The problem is that it is easy to use npm wrong, and hard to use it right. We’ve already seen many cases where organizations simply pull the latest packages from npm when they build. That means that as soon as the central package in the npm repository is corrupted or taken down, that failure will ripple through many layers of code that depend on it.

The latest discovery is that 8,000 packages have maintainers with an expired email domain. That allows any hacker to purchase that domain, re-create the maintainer email and take over the package.

Ask your CISO or other security function how your IT organization makes sure that every project only pulls npm packages from your official repository of security-vetted packages.

The Horror of not Testing

In the classic 1983 John Carpenter horror movie “Christine,” the radio on the possessed 1958 Plymouth Fury can only play old rock and roll stations. Owners of 2016 Mazdas in Washington State now have the same experience. They don’t even get rock’n’roll but are instead forced to endure NPR.
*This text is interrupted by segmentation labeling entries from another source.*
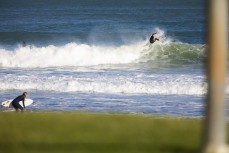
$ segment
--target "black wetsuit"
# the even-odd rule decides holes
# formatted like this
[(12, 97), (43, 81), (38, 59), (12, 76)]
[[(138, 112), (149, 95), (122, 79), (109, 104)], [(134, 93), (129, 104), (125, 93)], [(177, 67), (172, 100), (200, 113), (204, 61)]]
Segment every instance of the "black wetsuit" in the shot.
[(154, 35), (152, 35), (152, 36), (150, 37), (150, 39), (149, 39), (149, 42), (150, 42), (151, 44), (153, 44), (156, 40), (159, 40), (159, 39), (154, 38)]
[(23, 103), (23, 107), (25, 108), (25, 97), (24, 95), (20, 95), (18, 96), (17, 98), (15, 98), (13, 101), (12, 101), (12, 105), (15, 109), (23, 109), (23, 107), (19, 104), (19, 101), (22, 101)]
Their cars are not possessed by evil spirits but suffer from a software bug. It turns out that the local NPR station sent out “now playing” album images without a .jpg extension. That was enough to send the radio and navigation unit into an endless loop, making it impossible to use navigation or Bluetooth – or change the station. Embarrassed, Mazda is offering a free replacement of the $1,500 connectivity master unit.

This incident illustrates the dangers of casual testing. A professional tester would have sent the unit all kinds of corrupted or misnamed files, files with zero length, and very large files. That would have uncovered the bug. Do you have testing professionals on your teams? If you let developers test their own software, you’ll end up where Mazda is – or worse.

Do you have control over the libraries that go into you projects?

Yet again, a rogue developer took down thousands of applications that depended on his library. Unhappy with the fact that open source developers work for free and companies use open source to make lots of money, he deliberately broke the faker.js and colors.js NPM libraries.

Interestingly, the more than 20,000 projects that depend on these two libraries download them almost 30 million times per week. That means a lot of projects are downloading the code from the NPM repository for every build.

In a professional IT organization, all your projects don’t just pull the latest version, they pull a specific version. And you don’t pull straight from the internet, but from the “blessed repository” with the officially approved version of everything. Are you sure you don’t have projects that just pull the latest libraries down from wherever?

Accidental Publication

Beneficial Intelligence is out. This week: Accidental publication. Some data leaks are IT’s own fault. We should be able to prevent developers and users from leaking our data through unsecured cloud storage. We should not roll out systems that leak data if the user edits the URL or views the web page source. Are you sure every system your organization rolls out has been subject to a security review? If not, you might be the next organization to find that you have accidentially published confidential data.